Il y a peu de moments où, au milieu de ce qui semble être une situation politique sans espoir d’une société deshumanisée, quelque chose d’inattendu se produit, quelque chose qui montre qu’au moins certaines personnes ont réussi à se réveiller du sommeil hypnotique induit par le système dominant.
Cela s’est produit en Bolivie quand, contre toute attente, Evo Morales a reçu le mandat de transformer l’économie la plus pauvre d’Amérique latine en un lieu d’espoir, reconnu par les analystes néolibéraux eux-mêmes.
Cela s’est produit au Royaume-Uni lorsque Jeremy Corbyn et son équipe ont défié la plupart des prédicteurs et sont parvenus à positionner leur parti comme une force puissante avec des propositions cohérentes qui sont actuellement à l’étude dans le monde entier pour sortir de la crise induite par des années d’austérité et de dogme du marché « libre ».
C’est arrivé au Chili, où le Frente Amplio, qui ne devait recueillir, d’après les sondages préélectoraux, que 8% des suffrages, a réussi à atteindre 20% de l’électorat, devenant ainsi la troisième force politique, avec des membres dans le Congrès national et les gouvernements régionaux. La candidate présidentielle Beatriz Sanchez a dénoncé la campagne médiatique négative, car elle n’est qu’à 2% derrière le candidat qui participera au second tour. Elle aurait pu participer au deuxième tour du scrutin si les sondages et les médias n’avaient pas dit que le Frente Amplio était tellement en retard qu’il était inutile de les soutenir.
Beatriz Sanchez (3ème à partir de la droite) avec une équipe internationale de Pressenza.
Tomás Hirsch du Parti Humaniste, l’un des députés nouvellement élus au Congrès national, est l’un des membres du Frente Amplio, il a été candidat à la présidence précédemment et est l’auteur du livre « La fin de la préhistoire ». Son livre est à la fois une prédiction et une explication du phénomène. Dans le livre il affirme :
« Ce changement se produira lorsque l’intentionnalité des individus et des peuples se mettra en mouvement et corrigera activement le cours du processus.

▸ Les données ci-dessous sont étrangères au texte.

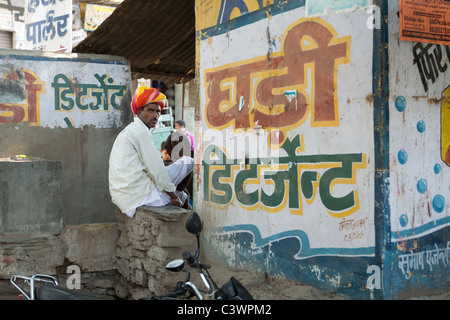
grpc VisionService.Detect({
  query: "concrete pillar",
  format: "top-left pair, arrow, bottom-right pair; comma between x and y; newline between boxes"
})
0,157 -> 63,234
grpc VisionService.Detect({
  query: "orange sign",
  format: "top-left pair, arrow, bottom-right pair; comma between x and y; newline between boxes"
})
399,0 -> 450,46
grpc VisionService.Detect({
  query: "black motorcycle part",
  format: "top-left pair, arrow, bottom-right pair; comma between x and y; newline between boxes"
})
219,277 -> 254,300
35,284 -> 99,300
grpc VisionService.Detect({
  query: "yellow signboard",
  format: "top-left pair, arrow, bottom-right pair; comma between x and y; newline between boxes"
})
196,0 -> 276,31
442,86 -> 450,166
84,4 -> 115,32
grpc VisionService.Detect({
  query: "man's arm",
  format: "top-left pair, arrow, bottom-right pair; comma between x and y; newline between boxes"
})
138,133 -> 182,207
135,129 -> 177,193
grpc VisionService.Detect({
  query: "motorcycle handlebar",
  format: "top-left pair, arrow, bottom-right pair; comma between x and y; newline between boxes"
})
182,251 -> 211,269
182,251 -> 196,266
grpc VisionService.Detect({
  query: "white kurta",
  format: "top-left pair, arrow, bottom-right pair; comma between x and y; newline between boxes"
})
109,117 -> 192,217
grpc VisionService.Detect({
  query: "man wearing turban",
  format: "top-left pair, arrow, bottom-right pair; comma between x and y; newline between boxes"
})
109,87 -> 193,218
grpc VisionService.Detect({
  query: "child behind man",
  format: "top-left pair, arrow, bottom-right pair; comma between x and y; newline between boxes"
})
160,141 -> 173,166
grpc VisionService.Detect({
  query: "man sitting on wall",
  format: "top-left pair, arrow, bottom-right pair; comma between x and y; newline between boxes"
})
109,87 -> 193,218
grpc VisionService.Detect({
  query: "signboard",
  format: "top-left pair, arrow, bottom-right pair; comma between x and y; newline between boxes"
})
399,0 -> 450,45
0,6 -> 14,31
24,0 -> 72,52
84,4 -> 115,32
0,50 -> 130,129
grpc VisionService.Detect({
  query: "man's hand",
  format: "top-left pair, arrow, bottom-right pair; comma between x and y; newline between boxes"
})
171,197 -> 182,207
166,191 -> 181,207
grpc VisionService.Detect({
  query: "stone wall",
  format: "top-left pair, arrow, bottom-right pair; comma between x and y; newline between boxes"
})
0,223 -> 119,299
115,205 -> 196,300
1,205 -> 197,300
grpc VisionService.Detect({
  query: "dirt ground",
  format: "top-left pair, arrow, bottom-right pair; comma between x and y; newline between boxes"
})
206,263 -> 450,300
2,263 -> 448,300
2,271 -> 449,300
207,264 -> 349,300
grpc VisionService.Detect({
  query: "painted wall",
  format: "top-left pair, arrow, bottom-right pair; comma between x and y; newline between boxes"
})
0,49 -> 132,225
386,1 -> 450,299
195,0 -> 449,299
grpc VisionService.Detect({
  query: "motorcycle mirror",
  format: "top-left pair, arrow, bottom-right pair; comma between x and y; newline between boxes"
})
186,212 -> 202,235
165,259 -> 185,272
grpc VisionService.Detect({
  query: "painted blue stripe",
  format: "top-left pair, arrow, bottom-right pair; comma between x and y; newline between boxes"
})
372,0 -> 391,300
372,0 -> 390,253
197,0 -> 306,40
0,52 -> 129,66
391,216 -> 450,240
217,224 -> 375,258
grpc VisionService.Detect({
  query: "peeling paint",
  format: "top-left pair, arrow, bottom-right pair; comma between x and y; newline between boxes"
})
0,69 -> 26,103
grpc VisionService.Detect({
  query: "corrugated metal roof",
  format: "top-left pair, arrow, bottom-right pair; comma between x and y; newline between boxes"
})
73,0 -> 195,83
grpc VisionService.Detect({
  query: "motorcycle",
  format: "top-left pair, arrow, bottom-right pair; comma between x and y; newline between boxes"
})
9,212 -> 253,300
142,212 -> 253,300
10,274 -> 98,300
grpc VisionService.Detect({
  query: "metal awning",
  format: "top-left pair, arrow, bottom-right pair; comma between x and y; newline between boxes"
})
73,0 -> 195,83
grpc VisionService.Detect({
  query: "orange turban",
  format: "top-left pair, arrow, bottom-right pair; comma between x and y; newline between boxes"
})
130,86 -> 167,115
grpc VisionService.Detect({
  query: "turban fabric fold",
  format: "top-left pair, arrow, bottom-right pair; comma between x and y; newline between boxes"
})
131,86 -> 167,115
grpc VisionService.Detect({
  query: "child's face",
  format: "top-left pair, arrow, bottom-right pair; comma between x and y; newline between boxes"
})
161,149 -> 171,160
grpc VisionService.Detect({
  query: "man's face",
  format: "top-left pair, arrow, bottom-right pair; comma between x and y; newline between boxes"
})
137,103 -> 160,128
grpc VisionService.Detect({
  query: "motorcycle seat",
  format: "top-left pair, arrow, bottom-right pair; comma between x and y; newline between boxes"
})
35,284 -> 98,300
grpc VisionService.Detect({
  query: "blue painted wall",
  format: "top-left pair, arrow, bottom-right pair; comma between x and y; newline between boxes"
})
195,0 -> 449,299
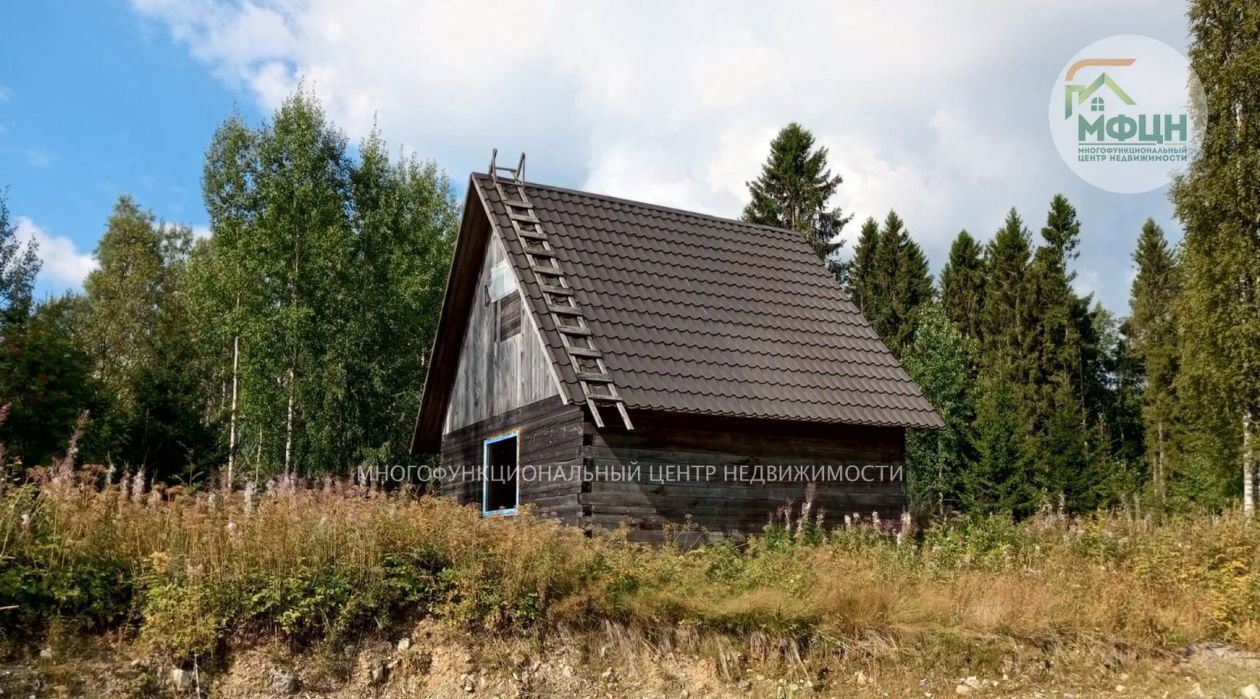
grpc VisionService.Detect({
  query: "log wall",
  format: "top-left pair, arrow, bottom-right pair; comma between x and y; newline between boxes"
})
440,404 -> 907,540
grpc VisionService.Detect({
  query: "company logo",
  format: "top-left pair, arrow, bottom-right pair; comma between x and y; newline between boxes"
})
1048,35 -> 1203,194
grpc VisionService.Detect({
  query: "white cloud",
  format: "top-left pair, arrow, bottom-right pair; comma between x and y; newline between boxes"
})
0,85 -> 12,102
15,217 -> 97,290
191,224 -> 211,239
130,0 -> 1188,311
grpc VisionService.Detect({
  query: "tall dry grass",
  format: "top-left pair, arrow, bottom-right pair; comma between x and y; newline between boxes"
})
2,468 -> 1258,664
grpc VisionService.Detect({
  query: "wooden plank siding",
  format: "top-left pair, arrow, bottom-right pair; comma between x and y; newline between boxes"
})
440,404 -> 907,540
579,411 -> 906,541
444,229 -> 561,433
439,396 -> 585,521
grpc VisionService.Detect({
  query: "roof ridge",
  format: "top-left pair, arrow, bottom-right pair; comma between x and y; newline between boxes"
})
472,172 -> 804,242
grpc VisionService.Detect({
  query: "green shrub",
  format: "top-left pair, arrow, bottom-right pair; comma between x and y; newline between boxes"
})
2,475 -> 1258,658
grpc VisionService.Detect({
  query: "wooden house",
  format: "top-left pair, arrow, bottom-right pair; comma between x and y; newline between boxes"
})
411,155 -> 942,539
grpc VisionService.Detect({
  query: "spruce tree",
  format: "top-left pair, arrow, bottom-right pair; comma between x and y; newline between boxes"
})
1040,194 -> 1081,267
848,217 -> 881,312
973,209 -> 1037,513
1024,196 -> 1094,509
980,209 -> 1033,376
1092,306 -> 1145,499
939,230 -> 985,340
744,123 -> 852,275
868,211 -> 932,356
1126,219 -> 1180,497
1172,0 -> 1260,513
967,374 -> 1034,515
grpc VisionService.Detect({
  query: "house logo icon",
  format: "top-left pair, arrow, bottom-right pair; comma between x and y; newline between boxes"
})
1062,59 -> 1136,119
1047,35 -> 1203,194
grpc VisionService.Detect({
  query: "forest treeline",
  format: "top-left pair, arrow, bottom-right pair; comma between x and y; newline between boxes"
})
731,0 -> 1258,517
0,96 -> 457,484
0,0 -> 1256,517
743,124 -> 1155,514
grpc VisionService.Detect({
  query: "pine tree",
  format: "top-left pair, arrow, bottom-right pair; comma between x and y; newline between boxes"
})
939,230 -> 985,340
1172,0 -> 1260,514
1126,219 -> 1180,497
743,123 -> 852,276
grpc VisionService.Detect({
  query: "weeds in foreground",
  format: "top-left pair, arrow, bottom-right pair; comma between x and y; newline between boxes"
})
1,470 -> 1258,663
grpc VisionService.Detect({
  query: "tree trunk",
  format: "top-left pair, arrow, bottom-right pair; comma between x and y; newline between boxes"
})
283,363 -> 295,476
1245,408 -> 1255,517
226,331 -> 240,489
1155,420 -> 1166,499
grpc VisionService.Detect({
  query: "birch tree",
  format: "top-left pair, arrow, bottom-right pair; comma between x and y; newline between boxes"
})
192,91 -> 456,480
1173,0 -> 1260,513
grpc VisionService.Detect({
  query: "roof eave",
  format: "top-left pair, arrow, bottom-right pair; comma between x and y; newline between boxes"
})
409,180 -> 491,454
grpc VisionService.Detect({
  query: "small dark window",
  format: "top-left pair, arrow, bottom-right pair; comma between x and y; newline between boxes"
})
496,293 -> 521,340
483,434 -> 518,515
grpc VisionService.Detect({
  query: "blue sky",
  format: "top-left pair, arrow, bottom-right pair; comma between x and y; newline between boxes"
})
2,1 -> 1192,313
0,1 -> 260,296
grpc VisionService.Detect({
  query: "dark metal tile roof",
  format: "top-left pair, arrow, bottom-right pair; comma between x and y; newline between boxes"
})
473,173 -> 943,430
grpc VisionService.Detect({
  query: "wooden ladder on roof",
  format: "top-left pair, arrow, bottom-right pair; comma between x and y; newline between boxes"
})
487,150 -> 633,431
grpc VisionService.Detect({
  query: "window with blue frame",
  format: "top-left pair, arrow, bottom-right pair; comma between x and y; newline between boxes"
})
482,433 -> 519,515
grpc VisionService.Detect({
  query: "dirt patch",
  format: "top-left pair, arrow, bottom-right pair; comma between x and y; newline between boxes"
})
4,625 -> 1260,698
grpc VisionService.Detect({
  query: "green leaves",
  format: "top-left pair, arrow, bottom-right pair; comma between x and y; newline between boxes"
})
0,296 -> 97,468
1172,0 -> 1260,510
0,189 -> 39,328
77,196 -> 213,479
904,303 -> 977,516
191,90 -> 457,479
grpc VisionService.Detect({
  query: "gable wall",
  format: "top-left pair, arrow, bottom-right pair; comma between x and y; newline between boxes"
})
444,230 -> 560,434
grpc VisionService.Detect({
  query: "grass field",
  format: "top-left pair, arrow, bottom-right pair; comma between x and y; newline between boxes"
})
2,468 -> 1259,696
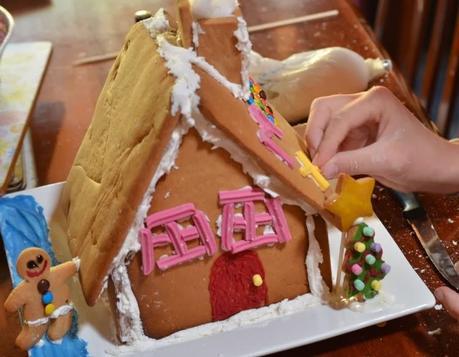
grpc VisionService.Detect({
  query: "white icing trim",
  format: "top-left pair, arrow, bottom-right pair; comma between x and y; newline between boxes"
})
192,109 -> 317,214
111,264 -> 144,343
305,216 -> 329,300
215,214 -> 222,237
234,16 -> 252,99
72,257 -> 80,271
191,21 -> 205,49
110,122 -> 190,342
192,55 -> 243,98
108,293 -> 320,354
156,35 -> 201,122
190,0 -> 238,19
142,8 -> 170,37
25,304 -> 74,327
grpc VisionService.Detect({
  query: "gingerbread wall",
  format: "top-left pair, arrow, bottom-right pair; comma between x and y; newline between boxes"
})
127,128 -> 331,338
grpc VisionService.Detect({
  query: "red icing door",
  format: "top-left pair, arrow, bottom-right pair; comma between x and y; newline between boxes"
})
209,250 -> 268,321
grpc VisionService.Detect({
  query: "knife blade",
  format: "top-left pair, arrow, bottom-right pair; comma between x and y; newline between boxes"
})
393,190 -> 459,290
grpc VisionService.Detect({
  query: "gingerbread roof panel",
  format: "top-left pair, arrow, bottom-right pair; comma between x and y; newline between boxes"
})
51,23 -> 179,305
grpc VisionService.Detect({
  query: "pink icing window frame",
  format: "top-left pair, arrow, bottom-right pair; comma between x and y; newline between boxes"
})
139,203 -> 217,275
219,187 -> 292,253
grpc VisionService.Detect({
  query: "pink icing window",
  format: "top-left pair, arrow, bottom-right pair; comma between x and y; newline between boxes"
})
219,187 -> 292,253
139,203 -> 217,275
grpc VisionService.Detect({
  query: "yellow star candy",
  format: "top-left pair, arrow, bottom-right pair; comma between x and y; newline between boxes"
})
325,174 -> 375,231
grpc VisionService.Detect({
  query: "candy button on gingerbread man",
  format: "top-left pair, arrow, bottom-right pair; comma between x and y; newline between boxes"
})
4,247 -> 79,350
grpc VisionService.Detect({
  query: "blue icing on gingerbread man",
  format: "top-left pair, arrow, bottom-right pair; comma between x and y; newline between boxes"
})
0,195 -> 88,356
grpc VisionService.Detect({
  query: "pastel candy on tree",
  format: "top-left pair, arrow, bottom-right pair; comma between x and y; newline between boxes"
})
381,262 -> 391,274
371,242 -> 382,253
371,279 -> 381,291
353,279 -> 365,291
351,263 -> 363,275
354,242 -> 366,253
365,254 -> 376,265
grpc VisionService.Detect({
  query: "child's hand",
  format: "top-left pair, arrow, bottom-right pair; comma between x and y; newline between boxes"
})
305,86 -> 459,193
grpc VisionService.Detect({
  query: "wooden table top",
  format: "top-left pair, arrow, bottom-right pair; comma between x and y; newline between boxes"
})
1,0 -> 458,356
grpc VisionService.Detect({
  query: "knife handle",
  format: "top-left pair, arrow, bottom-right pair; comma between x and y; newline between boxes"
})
392,190 -> 427,220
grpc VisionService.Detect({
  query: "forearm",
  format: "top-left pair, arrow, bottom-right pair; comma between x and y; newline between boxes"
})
423,139 -> 459,193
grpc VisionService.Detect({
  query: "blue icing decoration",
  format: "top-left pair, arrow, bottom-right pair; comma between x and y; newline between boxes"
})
0,195 -> 88,357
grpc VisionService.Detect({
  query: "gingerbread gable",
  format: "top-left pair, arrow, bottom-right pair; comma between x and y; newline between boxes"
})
51,1 -> 373,307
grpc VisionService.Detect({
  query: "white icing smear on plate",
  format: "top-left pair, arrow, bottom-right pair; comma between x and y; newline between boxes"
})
109,293 -> 321,355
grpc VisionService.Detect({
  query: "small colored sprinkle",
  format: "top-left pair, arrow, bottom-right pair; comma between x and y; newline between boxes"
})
45,303 -> 56,316
381,262 -> 391,274
365,254 -> 376,265
267,114 -> 275,123
363,226 -> 374,237
351,263 -> 363,275
252,274 -> 263,287
371,242 -> 382,253
353,279 -> 365,291
354,242 -> 366,253
247,96 -> 254,105
371,280 -> 381,291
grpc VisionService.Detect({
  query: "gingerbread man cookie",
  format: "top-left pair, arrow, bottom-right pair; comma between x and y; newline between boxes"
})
4,247 -> 79,350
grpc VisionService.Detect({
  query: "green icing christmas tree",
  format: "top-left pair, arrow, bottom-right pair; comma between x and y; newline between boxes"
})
342,223 -> 391,301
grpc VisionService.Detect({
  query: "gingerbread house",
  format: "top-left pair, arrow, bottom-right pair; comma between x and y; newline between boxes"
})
51,0 -> 375,342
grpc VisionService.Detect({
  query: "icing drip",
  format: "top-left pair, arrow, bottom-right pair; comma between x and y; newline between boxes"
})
191,21 -> 205,48
156,35 -> 201,122
142,9 -> 170,37
305,216 -> 329,300
111,264 -> 144,343
234,16 -> 252,98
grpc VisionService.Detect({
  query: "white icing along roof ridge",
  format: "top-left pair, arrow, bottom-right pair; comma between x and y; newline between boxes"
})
190,0 -> 239,19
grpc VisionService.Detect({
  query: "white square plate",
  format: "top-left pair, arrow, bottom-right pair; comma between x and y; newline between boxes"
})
6,183 -> 435,356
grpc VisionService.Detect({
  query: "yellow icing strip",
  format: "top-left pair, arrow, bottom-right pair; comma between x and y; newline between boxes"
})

Mais la faisabilité d’une telle mobilisation est nécessairement liée à une transformation interne simultanée : la modification du système de croyances. Tant que chacun continuera à se percevoir comme un objet passif étrillé par des forces incontrôlables (ce qu’ils nous disent que nous sommes), il n’ y aura pas d’intentionnalité en mouvement, et aucun changement n’aura lieu. En fin de compte, le changement se produira lorsque l’on va mettre en valeur la condition humaine d’être une conscience active, dont le destin est toujours de se transformer et de transformer les conditions dans lesquelles l’on vit ».
La prise de conscience que nous sommes nourris de rêves hypnotiques de gloire et de fortune en tant que sens et but de nos vies, conduit à cet éveil actif. D’ici là, nous sommes limités par la mécanique des données qui nous ont formés, illustrée par cette blague des Simpson :
– « Attention ! le danger approche à partir de 10 heures. »
– « Je ne sais pas ce que ça veut dire, j’ai une montre numérique. »
Après avoir complètement écarté l’affirmation de Fukuyama selon laquelle l’humanité avait atteint la fin de l’histoire avec la démocratie libérale, Silo proposait qu’une conscience active était nécessaire pour quitter la Préhistoire, laissant derrière elle la violence, la discrimination, le vide des significations provisoires et l’appropriation de l’ensemble social par une minorité impitoyable. C’est le but du livre de Hirsch et de la campagne politique qui a surpris la plupart des analystes politiques.
C’est peut-être là l’élément auquel il faut prêter attention. Quand l’« inattendu » se produit, c’est parce que la population était déjà bien en avance sur les analystes ou parce que les « experts » étaient biaisés contre le changement radical et manipulaient les chiffres pour l’éviter. Ou les deux. Dans le cas de Jeremy Corbyn, cela a été dénoncé même par les propres employés de la BBC « engagée à être neutre ».
Le Chili devra étudier cette possibilité en profondeur. Pendant ce temps, le Frente Amplio reste avec la délicate décision de soutenir le centre néolibéral pour éviter encore une fois la montée des héritiers de Pinochet de la droite au second tour ou d’être blâmé pour les conséquences si cela se produit.
Cependant, il semble être certain que leur tâche la plus importante est de se préparer à donner au pays une « surprise » encore plus grande dans quatre ans.